Time flies by more quickly with every change of the calendar. I suppose that’s how 15 years have flown by since the remnants of Hurricane Ivan fostered a tornado outbreak in northern Virginia on September 17 2004. Back then my chase gear consisted of a very early digital camera (2 MP!), a weather radio, and paper maps. Oh, and NO mobile data.
After reviewing the data we had access to and extrapolating from radar trends we – my son, his then-fiance (now wife) and I – motored northwest in a two car convoy up U.S. Route 17 from our home in the Fredericksburg area. Cruising the back roads of Fauquier county we finally found a spot from which we witnessed the storm approaching from the south:
Continuing on those rural roads we found an open farm field from which we called in a tornado report based on our view of the storm base, large wall cloud, and the top half of a persistent and robust funnel. (A distant tree-line obscured our view of the ground.) NWS Sterling issued a tornado warning on that storm shortly thereafter. That tornado was later rated an F3 per their damage survey.

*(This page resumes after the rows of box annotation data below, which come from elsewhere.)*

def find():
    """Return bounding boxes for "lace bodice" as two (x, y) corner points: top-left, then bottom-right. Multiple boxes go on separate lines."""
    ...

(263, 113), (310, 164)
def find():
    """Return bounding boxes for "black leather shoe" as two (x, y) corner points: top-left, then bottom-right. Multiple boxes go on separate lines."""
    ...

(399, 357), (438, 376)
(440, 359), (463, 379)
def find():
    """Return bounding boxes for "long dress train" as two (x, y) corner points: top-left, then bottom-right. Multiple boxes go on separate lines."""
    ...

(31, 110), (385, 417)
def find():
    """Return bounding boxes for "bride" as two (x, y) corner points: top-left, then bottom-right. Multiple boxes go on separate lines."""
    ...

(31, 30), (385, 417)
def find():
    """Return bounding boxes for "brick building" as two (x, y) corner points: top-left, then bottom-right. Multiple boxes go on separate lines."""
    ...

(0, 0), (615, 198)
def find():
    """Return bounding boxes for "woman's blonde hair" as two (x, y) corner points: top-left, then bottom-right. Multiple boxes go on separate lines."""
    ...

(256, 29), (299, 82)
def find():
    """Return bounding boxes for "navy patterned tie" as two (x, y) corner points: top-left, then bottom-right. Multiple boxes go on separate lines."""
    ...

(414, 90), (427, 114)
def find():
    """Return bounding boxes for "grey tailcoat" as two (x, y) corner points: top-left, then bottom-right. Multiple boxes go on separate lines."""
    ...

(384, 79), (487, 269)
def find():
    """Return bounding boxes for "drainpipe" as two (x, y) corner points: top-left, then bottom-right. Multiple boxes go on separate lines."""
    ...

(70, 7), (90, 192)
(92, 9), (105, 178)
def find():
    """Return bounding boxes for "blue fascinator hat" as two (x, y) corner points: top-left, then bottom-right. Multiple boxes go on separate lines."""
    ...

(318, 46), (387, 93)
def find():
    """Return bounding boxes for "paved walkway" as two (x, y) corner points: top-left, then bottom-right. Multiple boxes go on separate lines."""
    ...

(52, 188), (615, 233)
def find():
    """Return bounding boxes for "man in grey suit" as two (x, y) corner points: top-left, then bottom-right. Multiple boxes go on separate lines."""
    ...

Continuing northwest on Rte 17 we turned north on U.S. Route 29 toward Warrenton. After we diverted onto more back roads we wound up just behind the tornado, driving through parts of the damage path just as law enforcement officials were closing the side roads. We finally came out again on Rte 29 northeast of town and stopped on the shoulder with this view of the tornado less than 400 yards away:
Despite – again! – not having a clear view of the ground to tell whether the circulation was on the ground we realized it was still a tornado when we re-entered the damage path not far north of our roadside vantage point.
Given that it was a Friday afternoon and the traffic streaming out of the DC area was rising to epic proportions we turned east on a side road, stopping literally in the damage path as the parent storm bulldozed northward. We did watch a couple other storms and saw another funnel that afternoon but we’d already encountered the strongest tornado of the outbreak.